Ambontoday.com, Ambon.- Dana bagi para pengungsi Sebesar 3,9 Trilyun yang diturunkan bagi masyarakat pengungsi Maluku akibat Konflik kemanusiaan tahun 1999 saat ini sudah mempunyai porsi.

Demikian penjelasan La Mani, Ketua Yayasan Pola Kebersamaan Kasta Manusia (YPK KM) kepada wartawan, Senin (23/8/2021) di Ambon.

Menurutnya, terkait dana 3,9 tersebut tidak diperlukan lagi data baru melainkan akan berpatokan pada data pengungsi yang diajukan dalam gugatan serta sesuai putusan Mahkam Agung, karena dana tersebut hadir atas perjuangan Tim Pengungsi Maluku terpadu, Maluku, Maluku Utara Terpadu YPKKM.

“Jadi disini saya katakan dana 3,9 T itu sudah punya data, jadi tidak perlu data baru. Data tersebut sudah dimiliki oleh YPKMM sebagai acuan pada persidangan di pengadilan Niaga HAM Jakarta Pusat.

Untuk itu, kepada lembaga lainnya yang melakukan pendataan baru, dirinya menegaskan kalau ada pendataan baru, itu bukan tanggung jawab dari YPKKM,” jelas La Mani.

Dirinya mengatakan, Dana 3,9 T tersebut hanya di peruntukan bagi 213.217 kepala keluarga (KK) yang sudah terdata di YPKKM, sesuai putusan Pengadilan.

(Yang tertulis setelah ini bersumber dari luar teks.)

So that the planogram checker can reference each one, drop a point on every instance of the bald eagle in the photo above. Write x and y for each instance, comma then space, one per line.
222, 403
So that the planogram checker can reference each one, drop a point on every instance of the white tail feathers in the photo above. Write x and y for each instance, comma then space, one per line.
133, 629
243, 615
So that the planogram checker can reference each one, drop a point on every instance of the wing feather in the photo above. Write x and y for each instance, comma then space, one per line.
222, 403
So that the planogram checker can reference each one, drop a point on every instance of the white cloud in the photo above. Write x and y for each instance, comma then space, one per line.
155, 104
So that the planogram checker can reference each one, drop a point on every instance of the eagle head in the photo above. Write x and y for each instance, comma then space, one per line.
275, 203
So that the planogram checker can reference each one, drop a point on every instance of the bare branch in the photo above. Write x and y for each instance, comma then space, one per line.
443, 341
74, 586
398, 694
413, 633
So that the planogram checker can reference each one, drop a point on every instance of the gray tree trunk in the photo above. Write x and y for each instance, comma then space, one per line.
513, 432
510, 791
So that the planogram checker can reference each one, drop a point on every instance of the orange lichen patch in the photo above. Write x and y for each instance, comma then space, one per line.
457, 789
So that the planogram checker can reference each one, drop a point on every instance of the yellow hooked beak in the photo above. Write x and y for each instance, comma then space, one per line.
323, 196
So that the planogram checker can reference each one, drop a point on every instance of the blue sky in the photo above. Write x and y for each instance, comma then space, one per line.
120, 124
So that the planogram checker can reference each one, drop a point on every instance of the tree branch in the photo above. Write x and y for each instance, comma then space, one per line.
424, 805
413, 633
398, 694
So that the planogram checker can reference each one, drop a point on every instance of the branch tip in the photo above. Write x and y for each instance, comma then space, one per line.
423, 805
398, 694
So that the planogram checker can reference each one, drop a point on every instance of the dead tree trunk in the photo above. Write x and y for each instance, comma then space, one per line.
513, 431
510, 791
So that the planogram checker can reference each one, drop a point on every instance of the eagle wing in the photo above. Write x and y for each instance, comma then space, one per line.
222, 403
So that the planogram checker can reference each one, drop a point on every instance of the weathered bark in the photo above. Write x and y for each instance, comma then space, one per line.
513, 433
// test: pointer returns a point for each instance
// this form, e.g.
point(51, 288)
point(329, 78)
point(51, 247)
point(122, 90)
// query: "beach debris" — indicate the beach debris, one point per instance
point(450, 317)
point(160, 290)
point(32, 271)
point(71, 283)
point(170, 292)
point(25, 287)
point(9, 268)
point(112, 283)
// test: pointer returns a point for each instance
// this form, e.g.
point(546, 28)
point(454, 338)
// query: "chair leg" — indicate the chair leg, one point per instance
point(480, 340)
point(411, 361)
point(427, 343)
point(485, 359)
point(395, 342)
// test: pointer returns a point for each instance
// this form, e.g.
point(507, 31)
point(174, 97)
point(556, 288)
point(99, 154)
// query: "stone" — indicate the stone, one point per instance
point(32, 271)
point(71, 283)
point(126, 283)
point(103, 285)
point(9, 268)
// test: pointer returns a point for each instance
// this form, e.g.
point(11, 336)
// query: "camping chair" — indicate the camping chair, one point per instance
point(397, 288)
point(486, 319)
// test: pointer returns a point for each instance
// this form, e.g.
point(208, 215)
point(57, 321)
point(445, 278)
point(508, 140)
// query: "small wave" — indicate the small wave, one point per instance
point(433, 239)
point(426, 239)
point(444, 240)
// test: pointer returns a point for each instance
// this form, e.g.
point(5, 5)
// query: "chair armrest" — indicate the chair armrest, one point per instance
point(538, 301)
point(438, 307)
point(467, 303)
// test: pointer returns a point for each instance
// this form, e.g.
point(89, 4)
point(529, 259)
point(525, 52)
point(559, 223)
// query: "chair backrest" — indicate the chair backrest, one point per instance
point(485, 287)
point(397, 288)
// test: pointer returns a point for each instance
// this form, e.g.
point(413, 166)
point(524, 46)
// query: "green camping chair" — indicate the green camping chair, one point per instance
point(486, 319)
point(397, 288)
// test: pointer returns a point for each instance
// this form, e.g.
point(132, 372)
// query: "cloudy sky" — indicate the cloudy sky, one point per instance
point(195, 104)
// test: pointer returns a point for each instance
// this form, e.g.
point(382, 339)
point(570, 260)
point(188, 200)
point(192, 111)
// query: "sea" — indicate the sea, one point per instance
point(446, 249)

“Sesuai data Yayasan, jumlah pengungsi yang terdaftar dalam Gugatan ke Pengadilan itu sebanyak 213.217 KK yang tersebar pada provinsi yaitu Maluku, Maluku Utara dan Sulawesi Tenggara.

Untuk Provinsi Maluku total pengungsi yang akan mendapat bantuan tersebut sebanyak 91.193 KK, Maluku Utara 53.300 KK, sedangkan Sulawesi Tenggara sebanyak 68.724 KK,” ungkapnya.

Menurutnya, tujuan pihak Yayasan menemui Gubernur Maluku, Senin 23 Agustus 2021 untuk memberikan surat pemberitahuan kepada Gubernur agar bisa mendalami keputusan-keputusan yang sudah inkrah di pengadilan Niaga HAM Jakarta pusat dan pengadilan Tinggi Jakarta serta MA, sehingga tidak melenceng dari aturan hukum.

Ia menambahkan, saat ini perjuangan untuk para pengungsi sudah final dengan lahirnya putusan Hukum yang sudah inkrah, tinggal mengatur mekanisme dari tim panel serta perwakilan dari lembaga YPKKM yang akan terlihat dalam penyaluran dana.

Terkait dengan akan dilakukan pendataan ulang, baik oleh lembaga lain atau Pemerintah Daerah Maluku, La Mani dengan tegas mengatakan, tidak ada lagi pendataan ulang karena dana tersebut adalah dana yang diperjuangkan dalam proses hukum dan sudah sah sesui putusan Pengadilan.

“Kalaupun ada data baru yang muncul itu akan menjadi polemic, dan tidak akan dianulir karena dananya itu nanti dari mana.

Kita tetap akan mempertahankan perjuangan hak-hak pengungsi lewat YPKKM melalui kepaniteraan Pengadilan Jakarta Pusat karena data yang diajukan sebagai acuan dalam persidangan.

Selain itu. kalau ada keraguan data tersebut, pihaknya akan turun ke lapangan untuk memvalidasi data karena persoalan ini sudah berjalan 10 Tahun lebih.

“Jadi kita akan turun mengkroscek nama-nama yang kami ajukan ini apa masih ada atau sudah tidak ada ataupun pindah alamat,” ujarnya.

Ia menambahkan kalau perjuangan yang dilakukan oleh Yayasan YPKKM sudah sejak tahun 2006, tetapi karena belum lengkap data-data pengungsi maka terjadi putusan sela sampai terjadi keputusan inkrah 2012 dengan perkara 318 tahun 2011.

Menanggapi statement Wakil Gubernur Maluku, Barnabas N Orno pada beberapa Media lokal, dirinya menjelaskan, pendataan baru tidak akan dipertimbangkan kembali, karena data pengungsi tersebut sudah ada dan sesuai putusan pengadilan.

Dikatakan, nantinya setelah pembayaran selesai, dengan demikian persoalan pengungsi sudah dinyatakan resmi selesai dan tidak ada lagi cerita pengungsi pasca konflik social 1999 di Maluku.

“Kalau penyaluran dana bantuan ini sudah selesai, tidak ada lagi aduan-aduan kepada Pemerintah atau pihak manapun terkait korban pengungsi dan tidak perlu ada saling menyalahkan,” tandasya.